Tanto Sigmund Freud como Carl G. Jung vislumbraron el valor de modelo ejemplar del mito de Edipo y de la tragedia humana que él describe. Así, el relato del mito enseña que a Edipo le toca cancelar los pecados de sus ancestros —como a nosotros los de Adán y Eva—; que su destino, del cual no puede huir, consiste en matar a su padre y yacer (retornar) con su madre; cómo, en el desarrollo de la trama, el héroe, en inocencia, viola los preceptos básicos del orden moral de nuestra cultura, y que tal crimen conlleva un castigo tremendo del cual nadie es ajeno. “Que ninguno se atreva jamás a imitar a Edipo, nadie escapa del destino”, es el aviso. Pero lo que se encubre es el hecho de que Yocasta, su madre, sabía de tal destino y ayudó, en conciencia o no, a cumplirlo.

Sin embargo, hay más. Los postulados edípicos moran dentro de nosotros como una fuerza interior. En esa dirección, Freud comenta:

El complejo de Edipo, cuya ubicuidad he ido reconociendo poco a poco, me ha ofrecido toda una serie de sugestiones.

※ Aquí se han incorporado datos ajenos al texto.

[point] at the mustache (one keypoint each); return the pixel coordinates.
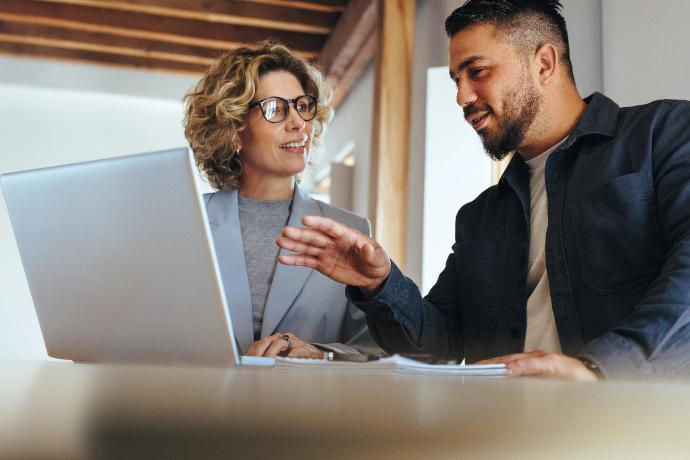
(474, 109)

La elección y creación del tema de la tragedia, enigmáticas siempre, y el efecto intensísimo de su exposición poética, así como la esencia misma de la tragedia, cuyo principal personaje es el Destino, se nos explican en cuanto nos damos cuenta de la vida psíquica con su plena significación afectiva. La fatalidad y el oráculo no eran sino materializaciones de la necesidad interior.2

Pero, ¿quién creó esta necesidad interior?

En las diversas concepciones psicológicas entre Freud y Jung, y las que les siguieron,3 el tema de la madre no deja, ni por un minuto, de ser inquietante. Turbadora y contradictoria presencia, que recuerda y enfrenta a la madre nutricia con la devoradora, a la protectora con la siniestra, a un todo que se debe amar pero, de la cual, para Ser, es necesario separarse.

Este comentario no se refiere a la madre biológica o real, sino que alude a la estructura quimérica y arquetípica que el patriarcado instituye como forjadora de nuestra vida psíquica y del sistema de creencias que ella abriga, y que la define en el interior de cada quien.

Al respecto, W. Reich menciona que:

La estructura caracterológica del hombre actual (que está perpetuando una cultura patriarcal y autoritaria de hace cuatro a seis mil años atrás) se caracteriza por un acorazamiento contra la naturaleza dentro de sí mismo y contra la miseria social que lo rodea. Este acorazamiento del carácter es la base de la soledad, del desamparo, del insaciable deseo de autoridad, del miedo a la responsabilidad, la angustia mística, de la miseria sexual, de la rebelión impotente, así como de una resignación artificial y patológica. Los seres humanos han adoptado una actitud hostil a lo que está vivo dentro de sí mismo, de lo cual se han alejado. Esta enajenamiento no tiene un origen biológico, sino social y económico. No se encuentra en la historia humana antes del desarrollo del orden social patriarcal.

A este hecho —la instauración de una instancia interior que garantiza la continuidad del orden imperante— lo denominamos complejo materno —para retomar conceptos Junguianos— incluyendo en esa constelación no sólo lo personal y lo ancestral sino, en particular, la realidad de la trama social condicionante, que el patriarcado ejerce sobre la función materna y que le otorga la tarea de ser garante de la reproducción, no sólo de la vida, sino de la misma ideología patriarcal. Función patriarcal que, al mismo tiempo que le arrancó al matriarcado su poder original, colocó a la madre en el lugar de ser un eslabón decisivo en su sistema de dominación e hizo del complejo materno una herramienta de sostén de su poder. Desfiguró la función materna natural y la convirtió en complejo materno patriarcal.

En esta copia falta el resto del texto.